The university launched the Wright State Research Institute in 2007 to increase government and industry-sponsored research dollars in the Dayton region.
“We answered the call to create more opportunity for applied research and advance job creation in Ohio,” Hopkins said. “As a 21st century model of higher education, in which collaboration and experiential learning are essential for the economy, Wright State is uniquely positioned to do that. Today, our talented researchers, aided by outstanding students, continue to raise the academic and research reputation of the university.”
In 2012, under a $7.9 million contract with the U.S. Air Force, the Analyst Test Bed (ATB) was established as a WSRI program. ATB was designed to test innovative processing, exploitation and dissemination technologies and capabilities within a realistic, multi-intelligence analyst environment that is optimized to deliver to the analyst the most information with the least possible workload.
That contract marked a beginning for ATB personnel to work with the Air Force to research measurable improvements in human systems technologies regarding ISR and ISR analysis.
A WSRI team of 10 professional researchers, scientists, Wright State faculty and students will work on the Human Machine Teaming for ISR Analysis contract under the direction of Analyst Test Bed Program Manager George Raihala. The ATB team’s work will be supplemented by subcontractors, many of whom teamed up with WSRI previously.
“RHXM’s collaboration with the Analyst Test Bed is to ensure that the human is considered the central part of any improvement program. Learned knowledge is applied to concept design and development, and then those designs are tested in a simulated analyst environment, which ultimately transitions technology to the warfighter,” said Raihala.
Human analyst augmentation research encompasses science and technology. Technology solutions can range from individual tools that assist humans by automating mundane, repetitive tasks to entirely new workflows that amplify the human capability to perform cognitive work.
“Our ATB team has truly become ‘one team’ with RHXM, together gaining the experience and talent necessary to improve intelligence analyst performance,” Raihala said. “It will be great to continue the momentum we have built together.”
“This contract award to WSRI is crucial to our continued success as an ISR research organization,” said David Shahady, chief of the Human Analyst Augmentation branch. “The work we will be pursuing under the new contract will design, develop, test and deliver critical analysis tools to our airmen.”

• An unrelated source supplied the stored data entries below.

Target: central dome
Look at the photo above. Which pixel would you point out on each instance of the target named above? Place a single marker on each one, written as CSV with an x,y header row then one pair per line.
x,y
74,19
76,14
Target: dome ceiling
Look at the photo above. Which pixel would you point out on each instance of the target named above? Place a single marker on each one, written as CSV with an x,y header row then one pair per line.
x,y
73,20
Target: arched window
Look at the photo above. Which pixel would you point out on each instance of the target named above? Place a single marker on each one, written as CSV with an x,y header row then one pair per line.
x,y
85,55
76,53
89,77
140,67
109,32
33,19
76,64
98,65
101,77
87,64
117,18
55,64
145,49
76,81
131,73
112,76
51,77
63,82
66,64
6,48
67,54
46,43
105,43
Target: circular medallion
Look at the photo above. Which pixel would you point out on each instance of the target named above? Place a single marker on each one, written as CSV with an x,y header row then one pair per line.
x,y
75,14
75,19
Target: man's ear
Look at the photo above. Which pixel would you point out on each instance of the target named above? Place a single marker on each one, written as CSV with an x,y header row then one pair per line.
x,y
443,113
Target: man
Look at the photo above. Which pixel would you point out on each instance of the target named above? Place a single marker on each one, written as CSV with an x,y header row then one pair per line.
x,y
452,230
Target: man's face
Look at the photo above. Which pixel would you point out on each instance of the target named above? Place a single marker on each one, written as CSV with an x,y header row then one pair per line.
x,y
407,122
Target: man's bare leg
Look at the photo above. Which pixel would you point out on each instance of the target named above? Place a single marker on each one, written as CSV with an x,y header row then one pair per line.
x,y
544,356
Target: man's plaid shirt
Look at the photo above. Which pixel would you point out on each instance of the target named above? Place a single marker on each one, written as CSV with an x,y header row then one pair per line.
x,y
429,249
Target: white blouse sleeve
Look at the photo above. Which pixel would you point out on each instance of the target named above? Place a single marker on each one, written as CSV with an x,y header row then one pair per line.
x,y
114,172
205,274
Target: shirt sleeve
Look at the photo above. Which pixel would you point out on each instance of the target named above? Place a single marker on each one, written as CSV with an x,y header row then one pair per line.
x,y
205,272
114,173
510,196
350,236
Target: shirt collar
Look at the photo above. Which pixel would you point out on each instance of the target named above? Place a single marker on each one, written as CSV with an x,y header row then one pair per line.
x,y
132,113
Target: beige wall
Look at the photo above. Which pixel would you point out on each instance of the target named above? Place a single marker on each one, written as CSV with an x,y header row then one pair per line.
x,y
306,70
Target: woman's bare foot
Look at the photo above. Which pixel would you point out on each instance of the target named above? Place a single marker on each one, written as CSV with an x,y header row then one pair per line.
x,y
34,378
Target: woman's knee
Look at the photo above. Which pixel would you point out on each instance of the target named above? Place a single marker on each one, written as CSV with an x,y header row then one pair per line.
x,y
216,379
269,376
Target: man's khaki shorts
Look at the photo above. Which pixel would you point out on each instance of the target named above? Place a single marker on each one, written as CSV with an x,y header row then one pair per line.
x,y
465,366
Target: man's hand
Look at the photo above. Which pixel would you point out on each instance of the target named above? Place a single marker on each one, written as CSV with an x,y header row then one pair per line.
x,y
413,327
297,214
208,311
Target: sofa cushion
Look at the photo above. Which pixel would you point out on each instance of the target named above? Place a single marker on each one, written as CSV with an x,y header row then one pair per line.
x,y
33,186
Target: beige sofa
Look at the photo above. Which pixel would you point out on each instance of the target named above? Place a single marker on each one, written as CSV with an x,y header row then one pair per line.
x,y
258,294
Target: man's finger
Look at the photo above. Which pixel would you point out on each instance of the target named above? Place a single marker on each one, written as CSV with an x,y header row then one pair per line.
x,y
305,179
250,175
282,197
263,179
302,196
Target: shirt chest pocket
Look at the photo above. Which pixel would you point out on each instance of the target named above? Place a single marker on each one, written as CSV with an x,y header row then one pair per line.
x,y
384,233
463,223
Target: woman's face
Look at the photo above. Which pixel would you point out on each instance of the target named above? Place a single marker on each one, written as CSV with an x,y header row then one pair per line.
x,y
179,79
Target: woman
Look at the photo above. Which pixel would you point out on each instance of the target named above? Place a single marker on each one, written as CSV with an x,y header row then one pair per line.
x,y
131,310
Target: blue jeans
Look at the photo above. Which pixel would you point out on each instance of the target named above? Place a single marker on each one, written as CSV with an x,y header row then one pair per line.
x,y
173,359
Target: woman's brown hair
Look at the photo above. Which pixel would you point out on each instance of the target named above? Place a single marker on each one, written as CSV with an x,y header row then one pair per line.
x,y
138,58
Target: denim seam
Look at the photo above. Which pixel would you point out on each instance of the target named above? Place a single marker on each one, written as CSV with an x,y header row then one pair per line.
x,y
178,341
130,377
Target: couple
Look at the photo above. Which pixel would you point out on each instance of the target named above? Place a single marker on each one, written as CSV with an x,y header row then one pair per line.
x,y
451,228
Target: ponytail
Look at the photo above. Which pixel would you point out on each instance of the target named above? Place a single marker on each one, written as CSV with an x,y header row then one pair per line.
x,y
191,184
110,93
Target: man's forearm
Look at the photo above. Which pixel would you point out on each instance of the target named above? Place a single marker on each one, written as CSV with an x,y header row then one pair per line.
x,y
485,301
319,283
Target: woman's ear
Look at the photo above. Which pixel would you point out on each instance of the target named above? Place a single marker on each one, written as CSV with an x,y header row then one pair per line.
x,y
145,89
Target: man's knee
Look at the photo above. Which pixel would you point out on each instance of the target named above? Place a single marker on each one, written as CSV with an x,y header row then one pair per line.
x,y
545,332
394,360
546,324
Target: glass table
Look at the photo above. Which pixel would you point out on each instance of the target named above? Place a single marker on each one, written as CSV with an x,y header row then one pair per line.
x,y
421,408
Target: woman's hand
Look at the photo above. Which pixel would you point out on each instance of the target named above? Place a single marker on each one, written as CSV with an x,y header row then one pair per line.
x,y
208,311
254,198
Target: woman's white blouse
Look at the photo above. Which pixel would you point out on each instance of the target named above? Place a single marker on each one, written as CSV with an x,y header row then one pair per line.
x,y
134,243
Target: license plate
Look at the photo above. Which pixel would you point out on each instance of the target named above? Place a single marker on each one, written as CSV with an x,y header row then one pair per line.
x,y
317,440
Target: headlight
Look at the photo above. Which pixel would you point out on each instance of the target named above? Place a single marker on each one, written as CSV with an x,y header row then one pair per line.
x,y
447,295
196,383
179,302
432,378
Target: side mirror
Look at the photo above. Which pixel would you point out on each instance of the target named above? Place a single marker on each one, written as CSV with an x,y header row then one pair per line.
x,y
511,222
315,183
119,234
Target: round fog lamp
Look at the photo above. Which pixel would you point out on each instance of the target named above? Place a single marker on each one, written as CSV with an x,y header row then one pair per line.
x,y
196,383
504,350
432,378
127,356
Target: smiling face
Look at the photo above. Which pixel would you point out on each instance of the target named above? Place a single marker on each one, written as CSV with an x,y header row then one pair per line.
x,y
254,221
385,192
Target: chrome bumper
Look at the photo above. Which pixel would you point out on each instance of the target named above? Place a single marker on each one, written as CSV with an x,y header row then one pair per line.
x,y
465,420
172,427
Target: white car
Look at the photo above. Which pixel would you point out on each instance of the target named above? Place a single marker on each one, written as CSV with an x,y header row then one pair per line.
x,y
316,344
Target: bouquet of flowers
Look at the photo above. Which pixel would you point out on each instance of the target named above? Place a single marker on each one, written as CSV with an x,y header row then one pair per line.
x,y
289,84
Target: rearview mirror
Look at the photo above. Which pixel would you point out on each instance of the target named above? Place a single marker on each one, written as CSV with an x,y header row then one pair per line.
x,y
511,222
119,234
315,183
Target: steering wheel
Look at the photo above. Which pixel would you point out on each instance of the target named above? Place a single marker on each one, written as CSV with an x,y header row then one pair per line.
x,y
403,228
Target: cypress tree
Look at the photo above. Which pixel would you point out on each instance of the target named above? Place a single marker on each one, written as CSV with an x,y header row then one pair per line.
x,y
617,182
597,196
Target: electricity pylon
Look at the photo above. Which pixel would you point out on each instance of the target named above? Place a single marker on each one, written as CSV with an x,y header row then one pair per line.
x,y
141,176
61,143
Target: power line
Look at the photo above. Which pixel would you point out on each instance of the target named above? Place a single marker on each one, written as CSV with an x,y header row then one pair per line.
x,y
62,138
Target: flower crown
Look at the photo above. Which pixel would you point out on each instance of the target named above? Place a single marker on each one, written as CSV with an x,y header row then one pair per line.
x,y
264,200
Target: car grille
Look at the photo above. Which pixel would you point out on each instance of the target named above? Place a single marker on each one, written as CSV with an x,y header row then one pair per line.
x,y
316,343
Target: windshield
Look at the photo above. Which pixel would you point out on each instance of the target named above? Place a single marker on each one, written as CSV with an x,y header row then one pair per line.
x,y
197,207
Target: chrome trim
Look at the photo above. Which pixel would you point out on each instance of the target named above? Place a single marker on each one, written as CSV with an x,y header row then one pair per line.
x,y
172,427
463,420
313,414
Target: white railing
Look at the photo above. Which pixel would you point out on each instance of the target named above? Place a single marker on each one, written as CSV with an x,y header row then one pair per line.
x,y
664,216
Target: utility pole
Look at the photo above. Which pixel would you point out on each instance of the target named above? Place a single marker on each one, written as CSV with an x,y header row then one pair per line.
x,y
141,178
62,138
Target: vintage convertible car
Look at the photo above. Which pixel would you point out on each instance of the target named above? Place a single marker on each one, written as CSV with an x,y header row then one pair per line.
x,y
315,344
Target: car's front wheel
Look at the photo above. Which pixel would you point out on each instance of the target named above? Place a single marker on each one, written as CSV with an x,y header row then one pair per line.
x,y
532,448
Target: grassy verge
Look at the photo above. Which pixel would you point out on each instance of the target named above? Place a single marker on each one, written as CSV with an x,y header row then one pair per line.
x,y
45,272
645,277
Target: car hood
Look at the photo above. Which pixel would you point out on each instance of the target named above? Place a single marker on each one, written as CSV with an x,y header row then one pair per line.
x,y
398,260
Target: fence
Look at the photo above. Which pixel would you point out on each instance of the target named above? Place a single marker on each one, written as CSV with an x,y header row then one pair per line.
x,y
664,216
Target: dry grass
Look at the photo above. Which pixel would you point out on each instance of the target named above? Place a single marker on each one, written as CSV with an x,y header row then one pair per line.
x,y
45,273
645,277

The Human Machine Teaming award highlights WSRI’s continuing success.
On March 2, Wright State won a $14 million contract from the Air Force Research Laboratory (AFRL) Sensors Directorate for “Sensing and Information Research Center for Understanding Systems,” or SIRCUS, a program that supports multidisciplinary research in fundamental sensing and sensor exploitation technologies. In June, WSRI’s Remotely Piloted Aircraft program received a $7.5 million extension to its original contract with AFRL that was enacted in 2011.
For Wright State’s researchers, these contracts have a potential ceiling commitment of $64 million, spread over several years, awarded in 2015 alone for collaborative work between WSRI and AFRL.
“The institute’s growth and collaboration with faculty continues to expand in neuroscience, health care, remotely piloted aircraft, human performance/human effectiveness, sensors and of course the Analyst Test Bed,” said Dennis Andersh, executive director of the Wright State Research Institute. “Our success is a culmination of the insitute’s model developed in 2007 and our talented teams, and we are well-positioned to continue that growth.”